Yes, Bob Odenkirk knows you’ve heard the buzz about Better Call Saul, the rumored Breaking Bad spinoff featuring his fan-favorite character, morally flexible, courtroom-averse lawyer Saul Goodman. But if you think those rumors gave Odenkirk an ounce of security that Saul survives the wrath of Walter White in Bad’s Sept. 29 series finale, you’d be, well, dead wrong.
“Knowing [showrunner] Vince [Gilligan] and how seriously he takes the show, he will kill Saul if that is what should happen — so you should know that!” says Odenkirk. “He would not hesitate to do that because there is a gossipy story about a potential sequel. He will do with Saul what is right for the character and what is appropriate for the story and he will not be motivated in any way by other professional possibilities.”
Odenkirk, whose character was originally intended for just a few Season 2 episodes, says he himself is such a Bad fan that even he didn’t want to know how the series’ denouement played out, so he took extreme measures to ensure that outcome.
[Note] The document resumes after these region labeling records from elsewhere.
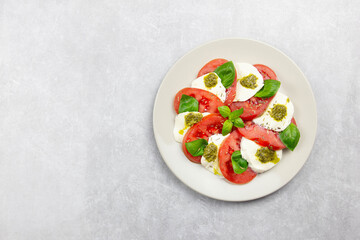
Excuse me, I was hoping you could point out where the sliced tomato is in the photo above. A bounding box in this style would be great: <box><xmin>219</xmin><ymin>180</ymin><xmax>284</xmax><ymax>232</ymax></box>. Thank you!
<box><xmin>229</xmin><ymin>97</ymin><xmax>274</xmax><ymax>121</ymax></box>
<box><xmin>254</xmin><ymin>64</ymin><xmax>278</xmax><ymax>80</ymax></box>
<box><xmin>182</xmin><ymin>113</ymin><xmax>226</xmax><ymax>163</ymax></box>
<box><xmin>174</xmin><ymin>88</ymin><xmax>224</xmax><ymax>113</ymax></box>
<box><xmin>238</xmin><ymin>118</ymin><xmax>296</xmax><ymax>150</ymax></box>
<box><xmin>219</xmin><ymin>130</ymin><xmax>256</xmax><ymax>184</ymax></box>
<box><xmin>197</xmin><ymin>58</ymin><xmax>237</xmax><ymax>105</ymax></box>
<box><xmin>229</xmin><ymin>64</ymin><xmax>277</xmax><ymax>121</ymax></box>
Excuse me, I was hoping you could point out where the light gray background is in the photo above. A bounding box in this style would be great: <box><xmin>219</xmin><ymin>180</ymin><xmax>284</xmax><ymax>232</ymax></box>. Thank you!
<box><xmin>0</xmin><ymin>0</ymin><xmax>360</xmax><ymax>239</ymax></box>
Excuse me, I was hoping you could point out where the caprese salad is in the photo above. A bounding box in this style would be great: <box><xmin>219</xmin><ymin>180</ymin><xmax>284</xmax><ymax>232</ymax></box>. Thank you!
<box><xmin>174</xmin><ymin>58</ymin><xmax>300</xmax><ymax>184</ymax></box>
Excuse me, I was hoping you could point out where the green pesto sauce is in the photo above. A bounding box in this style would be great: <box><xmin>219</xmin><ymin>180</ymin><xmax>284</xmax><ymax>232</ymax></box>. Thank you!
<box><xmin>204</xmin><ymin>73</ymin><xmax>218</xmax><ymax>88</ymax></box>
<box><xmin>255</xmin><ymin>147</ymin><xmax>280</xmax><ymax>164</ymax></box>
<box><xmin>203</xmin><ymin>143</ymin><xmax>217</xmax><ymax>162</ymax></box>
<box><xmin>270</xmin><ymin>104</ymin><xmax>287</xmax><ymax>121</ymax></box>
<box><xmin>239</xmin><ymin>74</ymin><xmax>258</xmax><ymax>89</ymax></box>
<box><xmin>185</xmin><ymin>112</ymin><xmax>202</xmax><ymax>127</ymax></box>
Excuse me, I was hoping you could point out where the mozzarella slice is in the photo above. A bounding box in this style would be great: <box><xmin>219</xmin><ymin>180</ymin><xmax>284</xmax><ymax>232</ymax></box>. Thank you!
<box><xmin>201</xmin><ymin>134</ymin><xmax>229</xmax><ymax>177</ymax></box>
<box><xmin>173</xmin><ymin>112</ymin><xmax>210</xmax><ymax>142</ymax></box>
<box><xmin>240</xmin><ymin>137</ymin><xmax>282</xmax><ymax>173</ymax></box>
<box><xmin>191</xmin><ymin>72</ymin><xmax>226</xmax><ymax>102</ymax></box>
<box><xmin>253</xmin><ymin>92</ymin><xmax>294</xmax><ymax>132</ymax></box>
<box><xmin>234</xmin><ymin>63</ymin><xmax>264</xmax><ymax>102</ymax></box>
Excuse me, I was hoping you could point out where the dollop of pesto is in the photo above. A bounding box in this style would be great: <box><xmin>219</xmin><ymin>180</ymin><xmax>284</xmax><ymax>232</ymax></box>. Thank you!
<box><xmin>185</xmin><ymin>112</ymin><xmax>202</xmax><ymax>127</ymax></box>
<box><xmin>203</xmin><ymin>143</ymin><xmax>217</xmax><ymax>162</ymax></box>
<box><xmin>204</xmin><ymin>73</ymin><xmax>219</xmax><ymax>88</ymax></box>
<box><xmin>239</xmin><ymin>74</ymin><xmax>258</xmax><ymax>89</ymax></box>
<box><xmin>255</xmin><ymin>147</ymin><xmax>280</xmax><ymax>163</ymax></box>
<box><xmin>270</xmin><ymin>104</ymin><xmax>287</xmax><ymax>121</ymax></box>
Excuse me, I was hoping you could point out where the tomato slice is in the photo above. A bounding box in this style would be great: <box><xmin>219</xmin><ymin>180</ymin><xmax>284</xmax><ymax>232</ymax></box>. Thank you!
<box><xmin>197</xmin><ymin>58</ymin><xmax>237</xmax><ymax>105</ymax></box>
<box><xmin>254</xmin><ymin>64</ymin><xmax>278</xmax><ymax>80</ymax></box>
<box><xmin>182</xmin><ymin>113</ymin><xmax>226</xmax><ymax>163</ymax></box>
<box><xmin>219</xmin><ymin>130</ymin><xmax>256</xmax><ymax>184</ymax></box>
<box><xmin>229</xmin><ymin>64</ymin><xmax>277</xmax><ymax>121</ymax></box>
<box><xmin>229</xmin><ymin>97</ymin><xmax>274</xmax><ymax>121</ymax></box>
<box><xmin>174</xmin><ymin>88</ymin><xmax>224</xmax><ymax>113</ymax></box>
<box><xmin>238</xmin><ymin>118</ymin><xmax>296</xmax><ymax>150</ymax></box>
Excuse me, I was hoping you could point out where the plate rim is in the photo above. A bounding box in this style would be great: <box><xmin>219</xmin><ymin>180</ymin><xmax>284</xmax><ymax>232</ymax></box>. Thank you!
<box><xmin>152</xmin><ymin>37</ymin><xmax>318</xmax><ymax>202</ymax></box>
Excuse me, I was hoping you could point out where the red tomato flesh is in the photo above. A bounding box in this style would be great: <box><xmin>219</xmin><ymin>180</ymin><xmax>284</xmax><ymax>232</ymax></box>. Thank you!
<box><xmin>197</xmin><ymin>58</ymin><xmax>237</xmax><ymax>105</ymax></box>
<box><xmin>238</xmin><ymin>118</ymin><xmax>296</xmax><ymax>150</ymax></box>
<box><xmin>174</xmin><ymin>88</ymin><xmax>224</xmax><ymax>113</ymax></box>
<box><xmin>219</xmin><ymin>130</ymin><xmax>256</xmax><ymax>184</ymax></box>
<box><xmin>182</xmin><ymin>113</ymin><xmax>226</xmax><ymax>163</ymax></box>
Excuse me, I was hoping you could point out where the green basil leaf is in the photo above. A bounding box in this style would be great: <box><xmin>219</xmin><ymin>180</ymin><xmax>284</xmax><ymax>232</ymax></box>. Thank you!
<box><xmin>179</xmin><ymin>94</ymin><xmax>199</xmax><ymax>113</ymax></box>
<box><xmin>229</xmin><ymin>108</ymin><xmax>244</xmax><ymax>121</ymax></box>
<box><xmin>255</xmin><ymin>79</ymin><xmax>281</xmax><ymax>98</ymax></box>
<box><xmin>185</xmin><ymin>138</ymin><xmax>208</xmax><ymax>157</ymax></box>
<box><xmin>279</xmin><ymin>123</ymin><xmax>300</xmax><ymax>151</ymax></box>
<box><xmin>222</xmin><ymin>120</ymin><xmax>233</xmax><ymax>136</ymax></box>
<box><xmin>234</xmin><ymin>118</ymin><xmax>244</xmax><ymax>128</ymax></box>
<box><xmin>214</xmin><ymin>61</ymin><xmax>235</xmax><ymax>88</ymax></box>
<box><xmin>218</xmin><ymin>106</ymin><xmax>231</xmax><ymax>117</ymax></box>
<box><xmin>231</xmin><ymin>151</ymin><xmax>248</xmax><ymax>174</ymax></box>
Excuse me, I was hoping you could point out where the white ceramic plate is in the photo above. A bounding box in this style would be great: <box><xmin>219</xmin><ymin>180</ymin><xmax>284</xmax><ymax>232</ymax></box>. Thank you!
<box><xmin>153</xmin><ymin>38</ymin><xmax>317</xmax><ymax>201</ymax></box>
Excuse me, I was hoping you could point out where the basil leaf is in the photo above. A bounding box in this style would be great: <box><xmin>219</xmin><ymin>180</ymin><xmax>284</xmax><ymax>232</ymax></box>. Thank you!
<box><xmin>222</xmin><ymin>120</ymin><xmax>233</xmax><ymax>136</ymax></box>
<box><xmin>255</xmin><ymin>79</ymin><xmax>281</xmax><ymax>98</ymax></box>
<box><xmin>234</xmin><ymin>118</ymin><xmax>244</xmax><ymax>128</ymax></box>
<box><xmin>179</xmin><ymin>94</ymin><xmax>199</xmax><ymax>113</ymax></box>
<box><xmin>229</xmin><ymin>108</ymin><xmax>244</xmax><ymax>121</ymax></box>
<box><xmin>218</xmin><ymin>106</ymin><xmax>231</xmax><ymax>117</ymax></box>
<box><xmin>279</xmin><ymin>123</ymin><xmax>300</xmax><ymax>151</ymax></box>
<box><xmin>185</xmin><ymin>138</ymin><xmax>208</xmax><ymax>157</ymax></box>
<box><xmin>214</xmin><ymin>61</ymin><xmax>235</xmax><ymax>88</ymax></box>
<box><xmin>231</xmin><ymin>151</ymin><xmax>248</xmax><ymax>174</ymax></box>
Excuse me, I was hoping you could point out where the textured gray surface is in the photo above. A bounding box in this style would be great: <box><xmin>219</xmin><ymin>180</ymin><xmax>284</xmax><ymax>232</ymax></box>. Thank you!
<box><xmin>0</xmin><ymin>0</ymin><xmax>360</xmax><ymax>239</ymax></box>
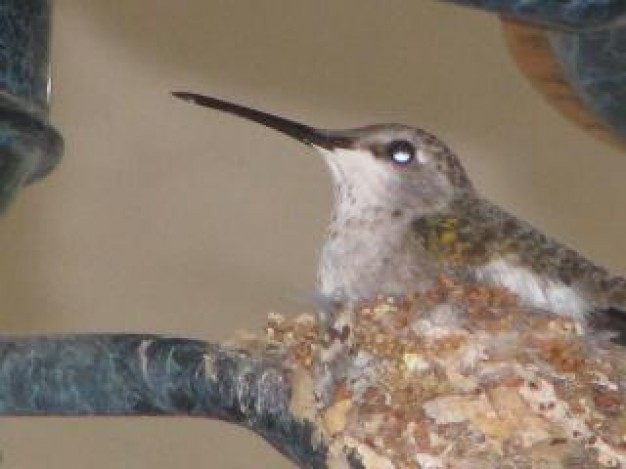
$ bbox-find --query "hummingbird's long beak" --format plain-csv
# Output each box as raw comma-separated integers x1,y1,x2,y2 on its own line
172,91,349,150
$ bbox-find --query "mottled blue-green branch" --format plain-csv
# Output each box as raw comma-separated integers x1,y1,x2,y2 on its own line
0,0,63,212
0,335,327,468
436,0,626,29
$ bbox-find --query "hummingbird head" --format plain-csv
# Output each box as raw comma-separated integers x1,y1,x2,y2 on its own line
173,92,473,212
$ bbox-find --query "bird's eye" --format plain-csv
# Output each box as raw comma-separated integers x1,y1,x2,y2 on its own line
387,140,415,165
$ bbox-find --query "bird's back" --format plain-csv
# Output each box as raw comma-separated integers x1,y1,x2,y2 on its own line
412,195,626,343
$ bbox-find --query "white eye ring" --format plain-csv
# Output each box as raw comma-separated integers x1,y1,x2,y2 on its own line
391,150,413,164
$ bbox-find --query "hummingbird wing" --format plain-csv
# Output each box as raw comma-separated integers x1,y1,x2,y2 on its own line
412,196,626,345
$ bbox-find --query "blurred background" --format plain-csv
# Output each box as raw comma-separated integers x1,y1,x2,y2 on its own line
0,0,626,469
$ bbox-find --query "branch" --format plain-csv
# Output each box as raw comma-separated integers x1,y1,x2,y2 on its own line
0,278,626,469
0,335,326,467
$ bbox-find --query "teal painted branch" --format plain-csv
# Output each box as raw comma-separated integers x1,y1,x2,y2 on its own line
442,0,626,29
443,0,626,144
0,0,63,211
0,335,327,467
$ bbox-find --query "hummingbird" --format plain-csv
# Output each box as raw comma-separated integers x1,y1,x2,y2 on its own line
173,92,626,345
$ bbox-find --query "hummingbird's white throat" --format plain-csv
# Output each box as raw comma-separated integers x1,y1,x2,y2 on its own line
315,146,398,213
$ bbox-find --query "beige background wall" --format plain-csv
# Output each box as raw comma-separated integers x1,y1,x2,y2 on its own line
0,0,626,469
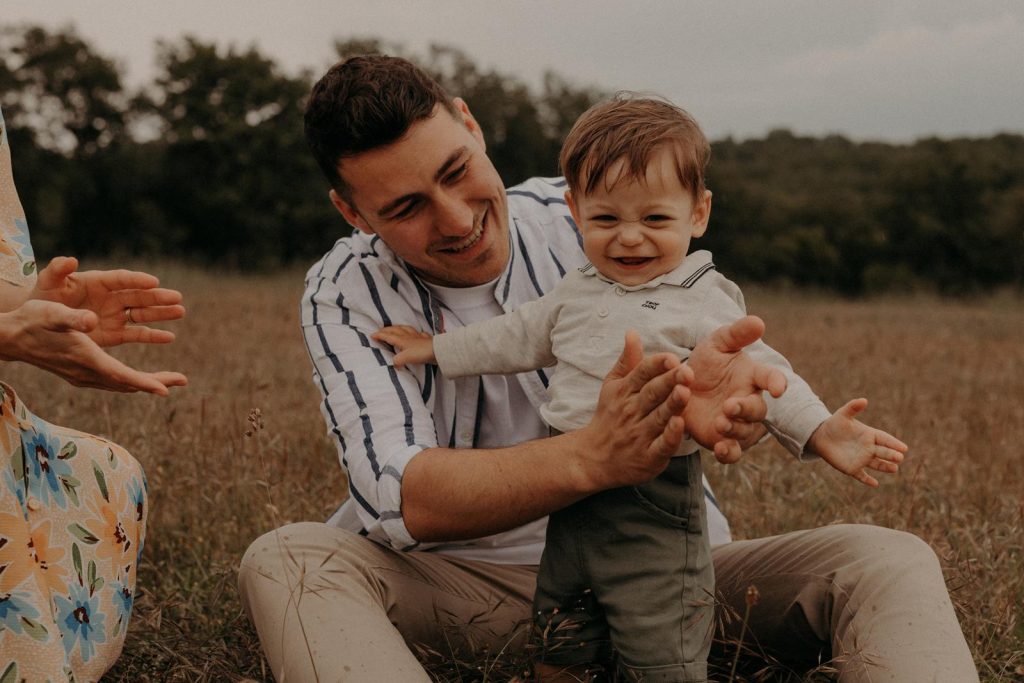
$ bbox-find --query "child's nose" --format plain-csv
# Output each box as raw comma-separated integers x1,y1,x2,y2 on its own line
618,222,643,247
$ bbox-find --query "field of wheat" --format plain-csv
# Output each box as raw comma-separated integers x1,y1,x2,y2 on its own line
2,263,1024,681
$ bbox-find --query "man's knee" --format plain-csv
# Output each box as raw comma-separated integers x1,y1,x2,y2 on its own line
826,524,939,570
827,524,945,598
239,522,370,601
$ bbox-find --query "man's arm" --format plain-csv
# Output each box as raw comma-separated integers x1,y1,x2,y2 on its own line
402,333,692,541
402,328,767,541
302,253,764,548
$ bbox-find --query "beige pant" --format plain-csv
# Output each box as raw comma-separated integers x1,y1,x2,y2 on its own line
239,522,978,683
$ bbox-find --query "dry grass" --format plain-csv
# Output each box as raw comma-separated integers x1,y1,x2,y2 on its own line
3,264,1024,681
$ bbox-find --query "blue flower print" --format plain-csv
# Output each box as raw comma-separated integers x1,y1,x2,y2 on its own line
3,467,29,519
110,581,135,635
53,583,106,661
23,429,74,510
0,593,39,633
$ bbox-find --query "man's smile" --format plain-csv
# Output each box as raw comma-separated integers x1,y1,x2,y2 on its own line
437,210,489,254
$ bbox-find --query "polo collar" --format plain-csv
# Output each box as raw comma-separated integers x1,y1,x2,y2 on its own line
580,249,715,292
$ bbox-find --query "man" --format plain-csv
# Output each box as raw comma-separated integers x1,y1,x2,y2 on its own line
240,56,977,681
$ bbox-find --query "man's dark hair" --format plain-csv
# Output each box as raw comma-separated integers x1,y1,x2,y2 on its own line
305,54,457,203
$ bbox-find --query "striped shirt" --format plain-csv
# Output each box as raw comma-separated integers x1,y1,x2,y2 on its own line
302,178,730,564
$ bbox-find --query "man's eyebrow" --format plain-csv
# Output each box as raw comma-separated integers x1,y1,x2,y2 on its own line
434,145,469,182
377,145,469,218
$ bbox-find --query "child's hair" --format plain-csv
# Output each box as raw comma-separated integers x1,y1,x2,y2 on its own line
305,54,458,202
558,92,711,201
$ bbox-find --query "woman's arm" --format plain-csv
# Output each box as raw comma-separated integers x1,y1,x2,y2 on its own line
0,300,188,396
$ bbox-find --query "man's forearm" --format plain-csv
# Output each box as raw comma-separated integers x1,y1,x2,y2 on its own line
401,433,600,542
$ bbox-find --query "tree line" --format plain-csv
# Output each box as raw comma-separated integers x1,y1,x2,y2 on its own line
0,26,1024,295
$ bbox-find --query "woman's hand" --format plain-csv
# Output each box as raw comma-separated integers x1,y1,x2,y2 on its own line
0,300,188,396
30,256,185,346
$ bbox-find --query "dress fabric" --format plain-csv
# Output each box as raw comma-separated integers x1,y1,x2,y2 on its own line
0,107,147,683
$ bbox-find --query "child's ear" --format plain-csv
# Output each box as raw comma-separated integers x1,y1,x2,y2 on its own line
690,189,711,238
329,189,374,234
565,189,580,226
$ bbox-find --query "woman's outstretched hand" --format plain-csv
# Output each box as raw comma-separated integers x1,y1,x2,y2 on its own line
0,300,188,396
30,256,185,346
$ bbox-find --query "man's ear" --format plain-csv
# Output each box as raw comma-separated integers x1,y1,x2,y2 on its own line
690,189,711,238
329,189,374,234
452,97,487,152
565,189,580,226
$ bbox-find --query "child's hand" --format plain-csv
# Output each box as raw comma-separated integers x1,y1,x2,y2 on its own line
370,325,437,368
807,398,907,486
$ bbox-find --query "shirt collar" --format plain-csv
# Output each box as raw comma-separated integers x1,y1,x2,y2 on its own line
580,249,715,292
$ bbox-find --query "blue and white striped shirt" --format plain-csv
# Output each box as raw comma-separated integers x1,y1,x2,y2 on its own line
302,178,729,564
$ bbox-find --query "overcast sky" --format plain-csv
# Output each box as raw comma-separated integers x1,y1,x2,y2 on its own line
0,0,1024,141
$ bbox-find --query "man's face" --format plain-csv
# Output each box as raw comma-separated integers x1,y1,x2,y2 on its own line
565,146,711,286
331,98,509,287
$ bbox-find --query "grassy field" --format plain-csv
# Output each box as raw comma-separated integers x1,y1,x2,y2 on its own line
3,264,1024,681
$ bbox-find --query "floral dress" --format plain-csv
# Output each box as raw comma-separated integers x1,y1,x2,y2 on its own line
0,113,146,683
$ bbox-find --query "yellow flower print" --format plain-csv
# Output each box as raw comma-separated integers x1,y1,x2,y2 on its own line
84,488,137,577
0,514,36,593
29,520,68,595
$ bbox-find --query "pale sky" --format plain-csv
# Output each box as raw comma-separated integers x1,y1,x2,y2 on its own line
0,0,1024,141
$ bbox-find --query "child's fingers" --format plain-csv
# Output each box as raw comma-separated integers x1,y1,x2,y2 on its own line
874,429,910,453
864,458,899,474
836,398,867,420
850,470,879,488
715,438,743,465
874,445,904,464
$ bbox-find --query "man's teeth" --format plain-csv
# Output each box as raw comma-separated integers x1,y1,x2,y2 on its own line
444,221,483,254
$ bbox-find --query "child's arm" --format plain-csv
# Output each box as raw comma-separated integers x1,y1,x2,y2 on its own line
370,325,437,368
807,398,907,486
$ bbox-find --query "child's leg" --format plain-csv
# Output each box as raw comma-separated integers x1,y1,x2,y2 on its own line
585,454,714,682
532,501,610,683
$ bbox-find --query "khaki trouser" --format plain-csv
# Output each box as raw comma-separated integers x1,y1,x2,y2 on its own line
239,522,978,683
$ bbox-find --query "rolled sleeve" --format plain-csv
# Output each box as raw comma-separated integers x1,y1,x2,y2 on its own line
701,274,830,460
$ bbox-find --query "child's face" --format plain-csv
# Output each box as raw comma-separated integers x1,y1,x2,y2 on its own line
565,147,711,286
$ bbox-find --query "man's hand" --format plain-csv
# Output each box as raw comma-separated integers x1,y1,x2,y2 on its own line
0,300,188,396
807,398,907,486
683,315,785,463
370,325,437,368
30,256,185,346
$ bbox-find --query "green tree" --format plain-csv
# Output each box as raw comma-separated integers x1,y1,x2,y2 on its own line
140,37,343,267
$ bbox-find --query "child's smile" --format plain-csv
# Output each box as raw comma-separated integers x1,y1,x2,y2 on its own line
565,145,711,286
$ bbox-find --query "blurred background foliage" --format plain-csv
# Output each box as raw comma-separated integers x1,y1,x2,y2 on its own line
0,26,1024,296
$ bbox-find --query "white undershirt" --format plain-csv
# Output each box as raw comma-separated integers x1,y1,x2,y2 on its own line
427,280,548,564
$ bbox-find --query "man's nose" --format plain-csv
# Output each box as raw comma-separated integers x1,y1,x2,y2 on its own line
436,196,473,238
“I didn’t want to know what happened,” he says. “I could have! I could have read everything! I had it! But I only read my parts and then I just completely put them in my trash, and then I trashed the trash on my email so I wouldn’t be tempted to dig through the trash and find them again.”
Odenkirk says he believes Saul’s knack for comic relief in the midst of uber-intense drama, coupled with his ability to get his charges out of jams, legal and otherwise, is what kept him around to the bitter end. Which, he reiterates, could prove to be bitter, indeed, even for the one guy who’s proved Teflon thus far.
“Saul has kept an arm’s length away from all the dangers around him and that’s the way he likes it and I think he assumed that he could keep it that way,” Odenkirk says. “Then he discovers in this last season how ruthless and devious Walter White is, and Saul realizes that he has to somehow see this through to an end that hopefully just keeps him alive. He doesn’t have a simple solution. And I think that the multiple murders in the prisons that Walt made happen really made Saul realize that there’s no safe place. How to get out of it is going to be a tough one and it’s not going to be by running away.”
Asked if recent glimmers of humanity such as his softening heart toward his emotionally tortured former client Jesse means Saul turns out to be a good guy, Odenkirk laughs. “Saul’s a good guy at heart! He’s a good lawyer! Listen to me!” he howls happily. “Saul is a good lawyer and in the end, he is not completely heartless. I think Saul had no scruples until he was tied to a guy who genuinely had no scruples, and then Saul discovered that he has limits. He knows he’s gone past them and he wants it to end.”
With a happily ever after — or at least a spinoff?
“Well, you’ll have to find out just like everyone else,” laughs Odenkirk, who is executive producing and costarring in IFC’s October sketch comedy debut The Birthday Boys and will appear in Alexander Payne’s upcoming feature film, Nebraska. “You don’t get to know just because you write for a magazine and can get people on the phone!”
The final eight episodes of Breaking Bad begin Sunday, Aug. 11 on AMC.